Ussually Tilapia fellets,Shrimp,Night crawlers,Catish Recently I added swai,cod,shad mostly a variety of different fish is what I stick to not live!


----------



## Da' Manster!

Even I don't even worry about live anymore since my Rhom and Manny absolutely love smelt!...







...I might try giving them nightcrawlers as a treat and see if they accept them.


----------



## nitrofish

I never had luck with live feed. The bastards would kill everything in 5 min and leave the uneaten remains to settle to the bottom. It was like they were not even hungry, they just killed everything for fun.

I eventually switched to jumbo shrimp or smelt from the grocery store. Thaw just a few in the fridge with in ziplock snack bags for daily feeding.


----------



## Pygo-joe

I've a "6 black diamond rhombeus and a "4 Guyanan rhombeus. I feed the raw frozen tiger shrimp halves, smelt, and an occasional night crawlers. I feed two sometimes three times a week. Actually my girlfriend has that duty now because my job has me gone a lot. But I'd like to get the to except dry krill & carnival sticks, and massivore pellets. Is there anyone on this forum that has a rhombeus that eats dry foo as a staple? I'd probably have to starve them for a good length of time time to pull it off though.


----------



## Ægir

My Rhom only eats pellets... Hikari in the red bag. Started at 1/2" and is now around 12".

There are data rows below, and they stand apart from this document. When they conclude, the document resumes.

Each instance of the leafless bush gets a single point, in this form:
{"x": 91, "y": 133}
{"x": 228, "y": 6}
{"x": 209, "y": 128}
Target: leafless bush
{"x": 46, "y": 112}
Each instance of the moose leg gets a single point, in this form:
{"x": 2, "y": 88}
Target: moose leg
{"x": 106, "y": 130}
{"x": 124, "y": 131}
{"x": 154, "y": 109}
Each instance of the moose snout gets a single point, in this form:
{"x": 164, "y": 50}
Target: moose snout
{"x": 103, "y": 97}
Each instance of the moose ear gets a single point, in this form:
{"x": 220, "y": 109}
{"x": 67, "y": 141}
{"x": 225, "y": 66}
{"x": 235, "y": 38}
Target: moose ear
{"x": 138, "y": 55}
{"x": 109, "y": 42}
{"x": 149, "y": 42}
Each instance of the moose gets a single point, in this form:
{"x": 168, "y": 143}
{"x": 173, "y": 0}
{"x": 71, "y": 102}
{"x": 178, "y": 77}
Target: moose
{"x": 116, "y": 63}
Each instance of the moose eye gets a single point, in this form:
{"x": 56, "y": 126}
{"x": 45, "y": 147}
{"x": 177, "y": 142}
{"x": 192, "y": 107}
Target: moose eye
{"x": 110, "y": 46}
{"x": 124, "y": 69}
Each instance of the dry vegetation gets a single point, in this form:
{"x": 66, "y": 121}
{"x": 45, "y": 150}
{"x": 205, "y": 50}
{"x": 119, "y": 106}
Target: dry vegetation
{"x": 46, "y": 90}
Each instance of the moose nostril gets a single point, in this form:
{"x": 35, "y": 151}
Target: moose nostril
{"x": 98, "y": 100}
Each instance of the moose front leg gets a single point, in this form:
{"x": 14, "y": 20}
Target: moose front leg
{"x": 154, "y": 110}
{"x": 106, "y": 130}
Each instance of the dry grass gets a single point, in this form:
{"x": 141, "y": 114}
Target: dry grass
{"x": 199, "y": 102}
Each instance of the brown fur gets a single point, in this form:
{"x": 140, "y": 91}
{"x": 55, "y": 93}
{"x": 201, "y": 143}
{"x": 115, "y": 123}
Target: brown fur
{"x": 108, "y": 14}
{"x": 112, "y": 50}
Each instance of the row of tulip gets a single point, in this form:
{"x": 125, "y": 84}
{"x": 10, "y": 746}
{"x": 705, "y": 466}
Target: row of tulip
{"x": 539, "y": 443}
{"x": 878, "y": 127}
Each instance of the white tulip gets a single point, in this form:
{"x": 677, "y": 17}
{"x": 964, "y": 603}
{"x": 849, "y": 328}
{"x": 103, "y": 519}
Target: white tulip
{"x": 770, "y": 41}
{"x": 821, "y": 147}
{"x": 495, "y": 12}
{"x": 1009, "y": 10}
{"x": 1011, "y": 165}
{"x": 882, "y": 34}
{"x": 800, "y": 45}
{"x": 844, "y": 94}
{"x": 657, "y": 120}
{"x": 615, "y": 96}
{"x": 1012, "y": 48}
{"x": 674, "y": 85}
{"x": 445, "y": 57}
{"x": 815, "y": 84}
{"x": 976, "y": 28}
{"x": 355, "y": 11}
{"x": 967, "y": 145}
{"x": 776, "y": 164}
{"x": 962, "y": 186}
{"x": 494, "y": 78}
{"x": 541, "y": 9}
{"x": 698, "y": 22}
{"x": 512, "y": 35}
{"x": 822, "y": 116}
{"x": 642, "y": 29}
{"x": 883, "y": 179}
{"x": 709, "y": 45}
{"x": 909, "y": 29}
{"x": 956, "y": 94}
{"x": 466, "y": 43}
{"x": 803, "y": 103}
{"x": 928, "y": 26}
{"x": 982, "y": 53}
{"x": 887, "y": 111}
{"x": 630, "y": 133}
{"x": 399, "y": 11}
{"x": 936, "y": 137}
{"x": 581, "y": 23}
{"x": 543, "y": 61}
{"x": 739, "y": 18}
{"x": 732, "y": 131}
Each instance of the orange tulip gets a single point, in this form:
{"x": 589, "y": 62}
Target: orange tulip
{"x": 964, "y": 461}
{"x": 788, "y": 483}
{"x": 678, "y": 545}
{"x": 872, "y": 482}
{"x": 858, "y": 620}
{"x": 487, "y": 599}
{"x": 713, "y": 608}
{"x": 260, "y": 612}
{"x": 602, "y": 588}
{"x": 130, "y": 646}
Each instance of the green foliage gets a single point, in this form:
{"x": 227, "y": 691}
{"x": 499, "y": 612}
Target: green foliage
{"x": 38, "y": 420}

If you use smaller portions of the food you are using now and get him to feed off the surface, and then switch to pellets it shouldnt take long. Or you can soak the pellets in water for a while, and get them to sink some... just gotta get them to recognize it as food.


----------



## Pygo-joe

Thanks for the feeding tips.


----------



## Pygo-joe

If you don't mind me asking, how many years did it take for your rhombeus to grow from that small size to a "12 ? I do know that rhombeus have growth spurts but generally are slow growing, especially when compared to the Pygocentrus species.


----------



## Ægir

10 or 11 years at this point... still going. Wasnt accurately measured in the last year but over 12" prob closer to 13" by now.


----------



## Sanchezi

I Feed my piranha piece of tilapia stuffed with Northfin 10mm carnivore pellets...That is it nothing else.


----------



## Guest

I fed mine a rotated diet of shrimp with shell on, massivore, and tilapia.


----------



## Recci

Lets face it feeding them anything other than pellets and other standard fish food is for nothing other than show. OHH look guys iv got some big nasty piranha lets feed them live baby mice and gold fish how cool is that! Its pointless and dumb! If they will eat cichlid pellets or carnivore pellets then there is nothing better to feed them. Its much cheaper and healthier for them in long run.


----------